The tumor microenvironment shapes and dictates TIL infiltration in HCC. (A) Heat map showing NanoString analysis data from unsorted tumor versus adjacent nontumor tissues. n = 20 paired tissues. Box shows enriched genes in TME versus NTME with the magnified image on the Right. (B) Expression of CCR6 and CXCR3 on Tregs (CD4⁺Foxp3⁺), T_EMs (CD8⁺CD45RO⁺), NKs (CD56⁺), or monocytes (CD14⁺HLA-DR⁺) from PBMCs of HCC patients. n = 6–10. Data represent the means ± SD. (C) Correlation of RNA expression of CCL20 to percentage of TAMs, and CXCL10 to percentage of NK_Rs in TILs. n = 12. P values and correlation coefficients (r) were calculated with Spearman’s correlation test. *P < 0.05 and **P < 0.01. (D) Percentage of IL-10⁺ TAMs and granzyme B (GB)⁺ NKs from TILs (n = 12) versus NILs (n = 5–7) or PBMCs (n = 12) with or without 6-h PMA and ionomycin stimulation.

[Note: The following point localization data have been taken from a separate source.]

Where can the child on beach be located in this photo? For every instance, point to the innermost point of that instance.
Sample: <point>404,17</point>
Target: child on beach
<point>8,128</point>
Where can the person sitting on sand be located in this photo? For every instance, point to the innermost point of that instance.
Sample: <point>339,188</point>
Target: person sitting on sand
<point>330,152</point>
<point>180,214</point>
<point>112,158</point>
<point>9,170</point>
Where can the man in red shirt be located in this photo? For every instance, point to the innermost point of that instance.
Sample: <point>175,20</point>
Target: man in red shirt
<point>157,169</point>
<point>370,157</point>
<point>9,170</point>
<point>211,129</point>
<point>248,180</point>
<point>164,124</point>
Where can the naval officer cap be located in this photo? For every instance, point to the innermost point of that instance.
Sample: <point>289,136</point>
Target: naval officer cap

Data represent the means ± SD and were analyzed by paired Student’s t test. *P < 0.05 and **P < 0.01. (E) Working hypothesis model showing tumor-enriched chemokines: CCL20 attracting CCR6⁺ TAMs, which produce high levels of IL-10; whereas CXCL10 attracts CXCR3⁺ NK_Rs that express low levels of granzyme B (GB) within the tumor site. Lower expression level of T-bet, and a reciprocal higher expression level of PD-1, and lower production of TNFα and IFNγ was observed on T_EMs and T_RMs infiltrating the tumor.